7 Summer Energy-savings Tips
As we move into summer, use these tips from the EPA to save energy and stay cool.
May 27, 2011
Courtesy Brand X Pictures/Thinkstock
Use a ceiling fan to keep cool and cut down on energy costs. While you're at it, switch out the incandescent light bulbs for extra energy savings.
As Memorial Day weekend approaches, it feels like summer is just around the corner. Once temperatures rise, the average home spends almost 20 percent of its utility bill on cooling, according to the U.S. Environmental Protection Agency. Increased energy production to run cooling systems not only raises costs, it also contributes to pollution that adversely affects the quality of the air we breathe.
Soon, you’ll be looking to beat the heat, so use these seven tips from the EPA’s Energy Star program to help you cut cooling costs, protect your health and save energy.
1. Change to more efficient light bulbs.
Change out incandescent light bulbs with more energy-efficient lighting choices. Energy Star qualified lighting not only uses less energy but produces approximately 75 percent less heat than incandescent lighting, so cooling bills will be reduced, too.
2. Find the best thermostat settings.
If you have a programmable thermostat, program it to work around your family’s summer schedule—set it a few degrees higher (such as 78 degrees) when no one is home, so your cooling system isn’t cooling an empty house.
3. Use ceiling fans optimally.
Run your ceiling fan to create a cool breeze. If you raise your thermostat by only 2 degrees and use your ceiling fan, you can lower cooling costs by up to 14 percent. Remember, ceiling fans cool you, not the room, so save energy by turning off the fan when you leave the room.
4. Maximize shade.
Pull the curtains and shades closed before you leave your home to keep the sun’s rays from overheating the interior of your home. If you can, move container trees and potted plants in front of sun-exposed windows to serve as shade.
5. Reduce oven time.
Cook with a microwave, toaster oven or grill instead of an oven when you can. Ovens take longer to cook food and can make your house warmer, often requiring your AC system to kick in to keep your house at a comfortable temperature.
6. Check air-conditioner filters.
Check your cooling system’s air filter every month. If the filter looks dirty, change it. A good rule is to change the filter at least every three months. A dirty filter will slow air flow and make the system work harder to keep you cool—wasting energy.
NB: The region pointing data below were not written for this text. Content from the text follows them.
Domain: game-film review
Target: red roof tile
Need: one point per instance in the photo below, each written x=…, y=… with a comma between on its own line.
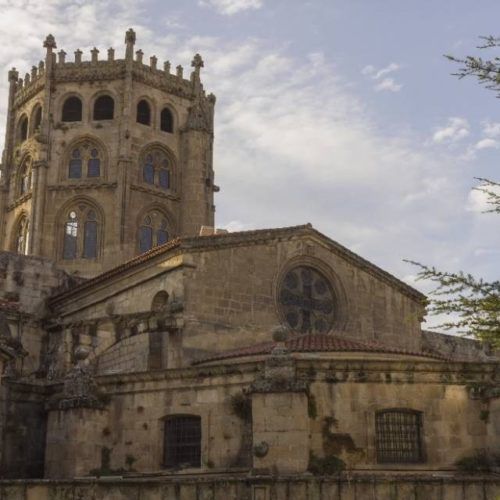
x=315, y=343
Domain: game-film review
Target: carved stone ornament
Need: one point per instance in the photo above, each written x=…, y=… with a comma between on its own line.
x=307, y=300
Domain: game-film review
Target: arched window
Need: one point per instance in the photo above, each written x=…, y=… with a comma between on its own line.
x=23, y=128
x=182, y=446
x=72, y=110
x=104, y=108
x=143, y=112
x=160, y=301
x=153, y=231
x=36, y=118
x=22, y=236
x=81, y=233
x=166, y=121
x=84, y=161
x=25, y=177
x=399, y=436
x=156, y=168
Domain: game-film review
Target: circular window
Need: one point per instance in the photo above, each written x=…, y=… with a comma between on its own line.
x=307, y=301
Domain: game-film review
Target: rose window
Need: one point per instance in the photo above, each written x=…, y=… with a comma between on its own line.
x=307, y=300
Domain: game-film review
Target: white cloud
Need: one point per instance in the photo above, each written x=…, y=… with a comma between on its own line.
x=455, y=130
x=487, y=143
x=231, y=7
x=491, y=129
x=388, y=84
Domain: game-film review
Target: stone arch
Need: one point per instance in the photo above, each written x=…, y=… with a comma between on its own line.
x=84, y=227
x=61, y=107
x=152, y=111
x=161, y=220
x=86, y=141
x=151, y=148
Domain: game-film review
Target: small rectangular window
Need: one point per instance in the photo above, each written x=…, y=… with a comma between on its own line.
x=183, y=441
x=399, y=435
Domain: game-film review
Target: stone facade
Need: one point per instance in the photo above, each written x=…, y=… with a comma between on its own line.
x=262, y=364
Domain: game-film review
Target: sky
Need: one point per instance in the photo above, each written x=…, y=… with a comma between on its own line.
x=341, y=113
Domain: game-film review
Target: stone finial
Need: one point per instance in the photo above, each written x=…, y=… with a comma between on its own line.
x=197, y=63
x=62, y=56
x=50, y=43
x=94, y=55
x=130, y=37
x=211, y=99
x=13, y=75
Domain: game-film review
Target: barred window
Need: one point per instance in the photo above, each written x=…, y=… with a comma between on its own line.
x=182, y=441
x=399, y=436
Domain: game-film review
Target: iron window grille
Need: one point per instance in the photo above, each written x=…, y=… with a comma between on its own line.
x=182, y=441
x=399, y=436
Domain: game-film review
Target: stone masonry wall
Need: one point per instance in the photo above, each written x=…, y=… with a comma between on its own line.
x=354, y=487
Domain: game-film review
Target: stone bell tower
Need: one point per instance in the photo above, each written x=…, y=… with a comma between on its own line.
x=104, y=159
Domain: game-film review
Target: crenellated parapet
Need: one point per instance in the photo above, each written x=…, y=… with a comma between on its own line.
x=110, y=68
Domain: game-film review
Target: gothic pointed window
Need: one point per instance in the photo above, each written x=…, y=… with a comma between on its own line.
x=23, y=128
x=166, y=121
x=70, y=236
x=22, y=236
x=72, y=110
x=153, y=231
x=81, y=233
x=156, y=168
x=75, y=164
x=104, y=108
x=85, y=160
x=94, y=164
x=25, y=177
x=143, y=112
x=36, y=119
x=148, y=170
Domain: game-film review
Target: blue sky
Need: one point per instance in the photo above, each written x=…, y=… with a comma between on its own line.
x=338, y=113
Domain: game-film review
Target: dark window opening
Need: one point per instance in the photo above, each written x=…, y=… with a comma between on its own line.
x=399, y=436
x=167, y=121
x=104, y=108
x=72, y=110
x=143, y=113
x=182, y=441
x=23, y=129
x=37, y=119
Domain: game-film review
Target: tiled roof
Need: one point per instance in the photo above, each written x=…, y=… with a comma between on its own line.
x=235, y=239
x=316, y=343
x=9, y=305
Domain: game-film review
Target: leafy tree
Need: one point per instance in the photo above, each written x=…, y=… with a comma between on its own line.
x=472, y=304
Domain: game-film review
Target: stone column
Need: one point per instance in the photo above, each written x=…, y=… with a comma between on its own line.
x=75, y=425
x=280, y=421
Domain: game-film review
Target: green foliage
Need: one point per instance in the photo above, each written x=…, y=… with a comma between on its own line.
x=473, y=303
x=321, y=466
x=481, y=461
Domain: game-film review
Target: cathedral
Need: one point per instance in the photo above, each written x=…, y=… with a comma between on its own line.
x=146, y=354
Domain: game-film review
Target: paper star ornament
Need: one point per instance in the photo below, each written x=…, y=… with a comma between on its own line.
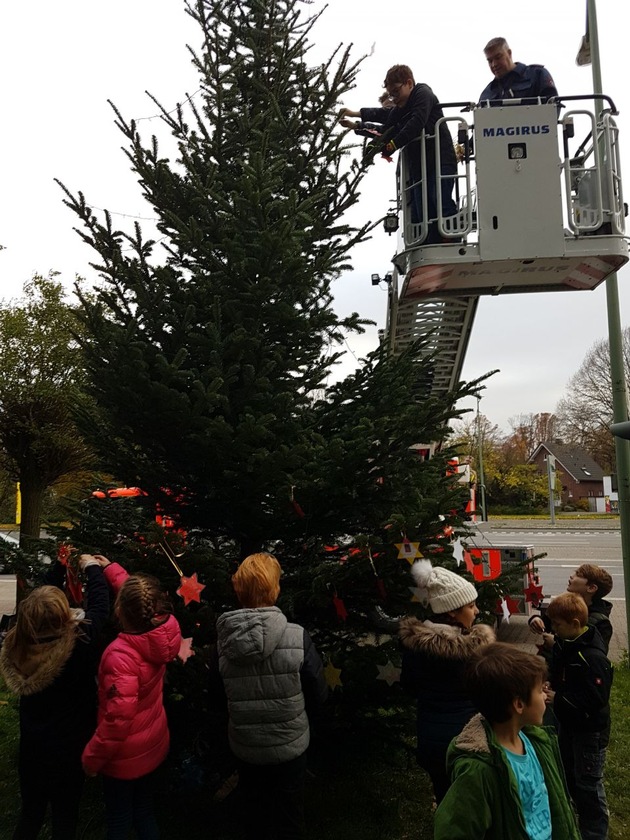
x=533, y=593
x=185, y=650
x=389, y=673
x=190, y=589
x=332, y=676
x=408, y=551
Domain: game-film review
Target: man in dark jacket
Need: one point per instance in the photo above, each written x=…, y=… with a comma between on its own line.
x=416, y=109
x=581, y=677
x=592, y=583
x=514, y=80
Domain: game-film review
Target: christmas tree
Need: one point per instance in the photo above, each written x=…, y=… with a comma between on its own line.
x=208, y=352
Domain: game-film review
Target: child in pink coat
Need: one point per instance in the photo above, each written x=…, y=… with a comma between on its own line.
x=132, y=738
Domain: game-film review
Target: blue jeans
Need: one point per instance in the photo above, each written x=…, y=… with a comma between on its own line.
x=583, y=757
x=129, y=802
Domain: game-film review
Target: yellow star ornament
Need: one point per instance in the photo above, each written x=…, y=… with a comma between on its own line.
x=332, y=676
x=408, y=551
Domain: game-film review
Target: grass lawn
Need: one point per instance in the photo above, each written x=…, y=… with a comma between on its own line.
x=358, y=790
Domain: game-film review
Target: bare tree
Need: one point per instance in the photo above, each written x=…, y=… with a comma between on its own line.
x=586, y=412
x=528, y=430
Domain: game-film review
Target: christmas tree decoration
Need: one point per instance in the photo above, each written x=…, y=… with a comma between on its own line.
x=212, y=344
x=418, y=596
x=332, y=676
x=458, y=551
x=533, y=592
x=389, y=673
x=185, y=650
x=508, y=606
x=408, y=551
x=68, y=557
x=190, y=589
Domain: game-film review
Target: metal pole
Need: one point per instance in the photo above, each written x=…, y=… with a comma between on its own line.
x=617, y=371
x=392, y=313
x=551, y=483
x=482, y=480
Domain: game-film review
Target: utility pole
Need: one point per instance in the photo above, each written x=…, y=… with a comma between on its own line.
x=617, y=370
x=551, y=483
x=480, y=475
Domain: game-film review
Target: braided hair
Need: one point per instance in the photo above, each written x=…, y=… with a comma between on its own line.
x=141, y=605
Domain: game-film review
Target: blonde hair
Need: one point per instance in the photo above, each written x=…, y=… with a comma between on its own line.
x=257, y=581
x=141, y=605
x=595, y=576
x=44, y=615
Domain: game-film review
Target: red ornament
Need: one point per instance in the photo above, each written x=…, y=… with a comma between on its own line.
x=533, y=593
x=190, y=589
x=74, y=588
x=185, y=650
x=340, y=607
x=512, y=604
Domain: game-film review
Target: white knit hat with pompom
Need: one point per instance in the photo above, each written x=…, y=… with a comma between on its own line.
x=444, y=590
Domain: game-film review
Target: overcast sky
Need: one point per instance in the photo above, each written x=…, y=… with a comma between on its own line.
x=61, y=63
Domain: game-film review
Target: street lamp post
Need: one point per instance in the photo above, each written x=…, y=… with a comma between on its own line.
x=617, y=370
x=480, y=475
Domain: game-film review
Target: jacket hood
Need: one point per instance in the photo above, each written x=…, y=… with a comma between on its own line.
x=443, y=640
x=159, y=645
x=477, y=736
x=41, y=666
x=250, y=635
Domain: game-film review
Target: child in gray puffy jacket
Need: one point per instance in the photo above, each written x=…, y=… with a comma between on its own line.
x=273, y=680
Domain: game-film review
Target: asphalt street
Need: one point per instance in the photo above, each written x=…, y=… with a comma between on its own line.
x=567, y=547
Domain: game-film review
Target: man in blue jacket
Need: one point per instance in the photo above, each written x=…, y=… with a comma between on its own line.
x=416, y=108
x=514, y=80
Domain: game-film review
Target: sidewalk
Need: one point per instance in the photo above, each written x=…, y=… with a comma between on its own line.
x=584, y=523
x=517, y=632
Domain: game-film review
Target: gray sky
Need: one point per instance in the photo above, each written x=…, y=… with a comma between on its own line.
x=61, y=62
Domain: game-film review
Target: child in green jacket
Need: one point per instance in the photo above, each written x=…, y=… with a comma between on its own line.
x=507, y=777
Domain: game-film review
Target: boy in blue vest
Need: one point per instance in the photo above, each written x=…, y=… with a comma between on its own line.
x=507, y=778
x=581, y=677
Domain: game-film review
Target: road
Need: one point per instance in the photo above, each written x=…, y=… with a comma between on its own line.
x=566, y=549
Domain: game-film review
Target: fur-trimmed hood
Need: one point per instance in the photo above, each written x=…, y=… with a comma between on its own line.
x=41, y=667
x=443, y=640
x=473, y=737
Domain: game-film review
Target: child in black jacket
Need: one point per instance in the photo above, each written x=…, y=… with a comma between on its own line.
x=49, y=659
x=581, y=677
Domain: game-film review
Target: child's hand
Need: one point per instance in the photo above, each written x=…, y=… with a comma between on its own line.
x=86, y=560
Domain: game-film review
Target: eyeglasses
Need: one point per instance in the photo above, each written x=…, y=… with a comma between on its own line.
x=394, y=92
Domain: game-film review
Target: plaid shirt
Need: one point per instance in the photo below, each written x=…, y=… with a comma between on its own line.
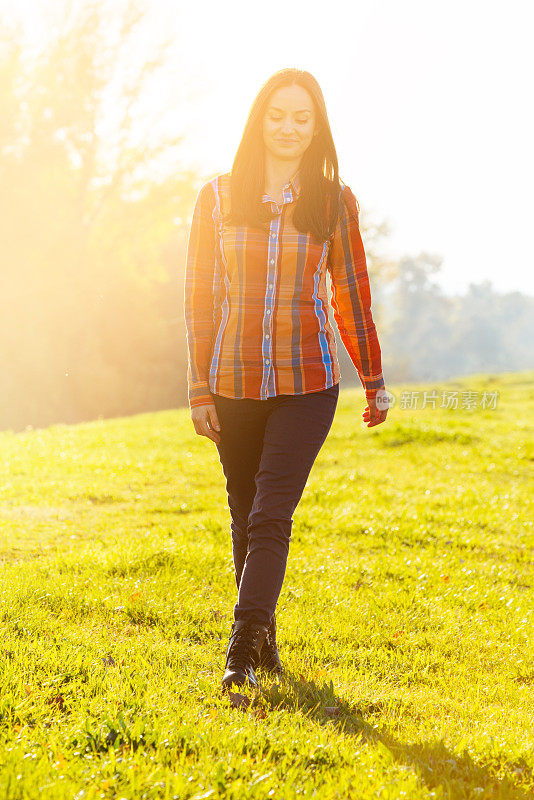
x=256, y=303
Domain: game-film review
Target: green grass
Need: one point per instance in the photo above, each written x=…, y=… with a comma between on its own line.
x=405, y=621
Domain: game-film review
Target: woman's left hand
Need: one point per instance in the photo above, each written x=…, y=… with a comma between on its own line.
x=373, y=415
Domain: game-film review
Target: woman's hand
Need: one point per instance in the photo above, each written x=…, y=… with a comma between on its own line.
x=206, y=421
x=374, y=414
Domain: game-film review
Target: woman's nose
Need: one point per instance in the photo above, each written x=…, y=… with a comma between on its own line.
x=287, y=126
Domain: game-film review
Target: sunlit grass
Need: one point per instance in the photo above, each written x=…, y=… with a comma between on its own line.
x=405, y=620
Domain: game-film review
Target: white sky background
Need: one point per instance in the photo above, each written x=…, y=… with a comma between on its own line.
x=430, y=104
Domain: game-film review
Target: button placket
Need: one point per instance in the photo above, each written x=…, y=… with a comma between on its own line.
x=272, y=257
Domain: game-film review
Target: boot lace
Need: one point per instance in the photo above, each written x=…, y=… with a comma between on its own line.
x=242, y=651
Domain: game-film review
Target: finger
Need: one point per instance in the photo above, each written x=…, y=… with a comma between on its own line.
x=214, y=420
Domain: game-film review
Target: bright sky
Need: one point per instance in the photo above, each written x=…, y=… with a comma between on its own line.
x=430, y=104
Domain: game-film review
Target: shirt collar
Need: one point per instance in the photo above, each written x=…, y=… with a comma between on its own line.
x=290, y=190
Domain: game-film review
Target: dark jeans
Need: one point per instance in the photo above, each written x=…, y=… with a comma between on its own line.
x=267, y=450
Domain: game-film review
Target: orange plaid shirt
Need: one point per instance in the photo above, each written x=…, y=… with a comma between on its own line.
x=256, y=303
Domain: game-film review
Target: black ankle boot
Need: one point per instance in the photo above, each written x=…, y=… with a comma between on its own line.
x=243, y=653
x=269, y=656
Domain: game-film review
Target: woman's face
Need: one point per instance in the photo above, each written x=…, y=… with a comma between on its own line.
x=289, y=122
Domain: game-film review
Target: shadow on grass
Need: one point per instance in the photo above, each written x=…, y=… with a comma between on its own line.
x=457, y=775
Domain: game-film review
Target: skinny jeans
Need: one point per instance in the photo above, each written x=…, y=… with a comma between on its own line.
x=267, y=449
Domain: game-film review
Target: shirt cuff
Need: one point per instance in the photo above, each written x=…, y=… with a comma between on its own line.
x=200, y=395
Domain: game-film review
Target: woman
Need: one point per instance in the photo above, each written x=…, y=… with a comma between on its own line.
x=263, y=374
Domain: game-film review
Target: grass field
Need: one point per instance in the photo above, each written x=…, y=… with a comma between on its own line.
x=406, y=619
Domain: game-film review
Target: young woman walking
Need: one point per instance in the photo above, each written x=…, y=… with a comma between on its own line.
x=263, y=374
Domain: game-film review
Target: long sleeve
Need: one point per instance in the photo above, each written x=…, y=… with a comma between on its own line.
x=351, y=296
x=199, y=296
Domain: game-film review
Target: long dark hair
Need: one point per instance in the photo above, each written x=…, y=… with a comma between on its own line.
x=316, y=209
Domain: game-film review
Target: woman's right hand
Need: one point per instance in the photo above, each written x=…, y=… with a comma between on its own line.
x=206, y=421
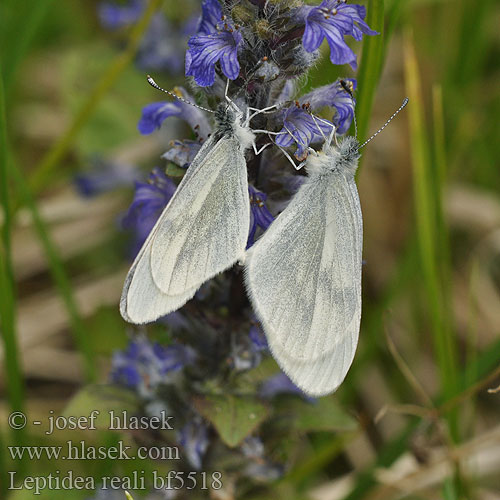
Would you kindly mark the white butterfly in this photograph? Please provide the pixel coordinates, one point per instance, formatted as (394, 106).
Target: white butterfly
(201, 232)
(304, 274)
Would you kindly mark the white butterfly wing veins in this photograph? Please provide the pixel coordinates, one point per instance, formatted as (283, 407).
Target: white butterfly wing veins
(201, 232)
(304, 275)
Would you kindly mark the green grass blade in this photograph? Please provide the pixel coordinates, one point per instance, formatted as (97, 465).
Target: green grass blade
(370, 67)
(20, 33)
(58, 273)
(426, 205)
(43, 172)
(14, 376)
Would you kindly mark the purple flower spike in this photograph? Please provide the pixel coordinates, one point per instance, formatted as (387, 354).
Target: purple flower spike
(145, 365)
(259, 214)
(206, 50)
(154, 114)
(334, 19)
(258, 339)
(149, 201)
(300, 127)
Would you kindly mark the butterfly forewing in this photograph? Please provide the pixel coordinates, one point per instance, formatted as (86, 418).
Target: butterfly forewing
(304, 279)
(212, 194)
(206, 229)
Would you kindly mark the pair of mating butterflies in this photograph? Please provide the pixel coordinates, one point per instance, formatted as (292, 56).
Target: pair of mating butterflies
(303, 276)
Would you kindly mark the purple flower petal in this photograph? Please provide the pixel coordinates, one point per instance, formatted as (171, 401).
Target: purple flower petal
(333, 20)
(211, 15)
(114, 16)
(259, 214)
(206, 50)
(334, 95)
(301, 127)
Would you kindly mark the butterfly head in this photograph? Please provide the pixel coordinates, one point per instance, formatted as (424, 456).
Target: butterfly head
(229, 123)
(341, 159)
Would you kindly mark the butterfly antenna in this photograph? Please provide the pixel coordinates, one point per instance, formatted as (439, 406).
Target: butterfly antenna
(405, 102)
(348, 88)
(179, 98)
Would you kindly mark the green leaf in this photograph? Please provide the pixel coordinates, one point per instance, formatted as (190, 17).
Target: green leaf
(323, 415)
(102, 398)
(233, 417)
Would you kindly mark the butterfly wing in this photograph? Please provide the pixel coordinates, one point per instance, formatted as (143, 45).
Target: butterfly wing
(205, 227)
(193, 204)
(304, 280)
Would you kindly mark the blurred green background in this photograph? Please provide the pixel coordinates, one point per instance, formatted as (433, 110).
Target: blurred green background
(429, 186)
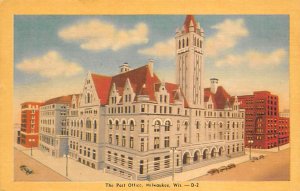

Also, remember to have your system serviced annually to ensure it’s running at optimum efficiency for money and energy savings.
7. Plug duct-system leaks.
As much as 20 percent of the air moving through your home’s duct system is lost due to leaks and poor connections. Seal duct work using mastic sealant or metal tape, and insulate all the ducts you can access, such as those in attics, crawlspaces, unfinished basements and garages. Also, make sure connections at vents and registers are well-sealed where they meet floors, walls and ceilings. These are common locations to find leaks and disconnected ductwork.